The dermal denticles are better-developed than those of F. signifer, with a central band of denticles covering the dorsal surface of the disc and tail base. There is also an enlarged "pearl organ" in the middle of the back that is present throughout life, and a row of enlarged denticles (some thornlike) running from the pearl to the base of the sting. The disc is light gray or brown to dark orange-brown above, with a white to yellow spot just before the eyes and behind the spiracles, and sometimes a subtle, lighter band running around the margin. The underside of the disc is white, and unlike in F. signifer there is a dark (but not black) marginal band that extends from about one-third of the disc length back from the snout top, to the pelvic fins. The tail is gray to orange-brown above and white below at the base, becoming white with dark spots or nearly black past the sting.

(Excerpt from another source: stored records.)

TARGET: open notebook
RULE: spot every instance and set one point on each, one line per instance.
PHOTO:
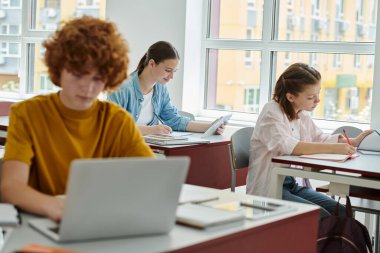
(205, 216)
(370, 145)
(330, 157)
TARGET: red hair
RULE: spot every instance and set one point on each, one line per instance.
(88, 42)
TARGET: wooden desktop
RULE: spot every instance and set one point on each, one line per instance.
(270, 234)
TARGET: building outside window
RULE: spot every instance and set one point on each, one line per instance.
(19, 44)
(335, 37)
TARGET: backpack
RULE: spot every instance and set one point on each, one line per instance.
(342, 234)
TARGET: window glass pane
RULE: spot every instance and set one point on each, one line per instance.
(326, 20)
(38, 80)
(10, 18)
(232, 83)
(346, 92)
(9, 67)
(238, 19)
(49, 13)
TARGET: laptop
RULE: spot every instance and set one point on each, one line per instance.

A small species, the largest known specimen is a female 29 cm across.

==Biology and ecology==
All five original roughback whipray specimens bore extensive, healed wounds to the disc and/or pelvic fins, and had much of their tails bitten off such as that the remnant is only 1.3-1.8 times longer than the disc width (the tail of F. signifer measures over three times the disc width). This is in contrast to other freshwater stingrays in Thailand such as F. signifer, Urogymnus chaophraya and F. oxyrhyncha, which are usually found with their tails intact. Kittipong has proposed that these wounds are inflicted by pufferfishes (Monotrete cf. leiurus and M. cf. nigroviridis); though plausible, why these wounds are seldom found on F. signifer remains a mystery. Another possibility is that the truncation of the tail is self-inflicted, which would be consistent with the similar lengths of the tail remnant in all five specimens. With a particularly small mouth, this species likely feeds on small crustaceans and other benthic invertebrates. Like other stingrays, it is aplacental viviparous with females provisioning their developing embryos with histotroph ("uterine milk"). Males reach sexual maturity at around 25 cm across.

==Human interactions==
Uncommon and known only from a few locations, the roughback whipray faces intensive fishing pressure and is subject to incidental capture in demersal tangle nets, fish traps, and on hook-and-line. It may be sold as food like other freshwater stingrays in the region, or to the aquarium trade. In addition, its habitat is threatened by extensive deforestation, dam construction, land development, and water pollution. These pressures are known to have caused declines in other freshwater stingray species, and therefore as a precaution the International Union for Conservation of Nature (IUCN) has listed this species as Endangered.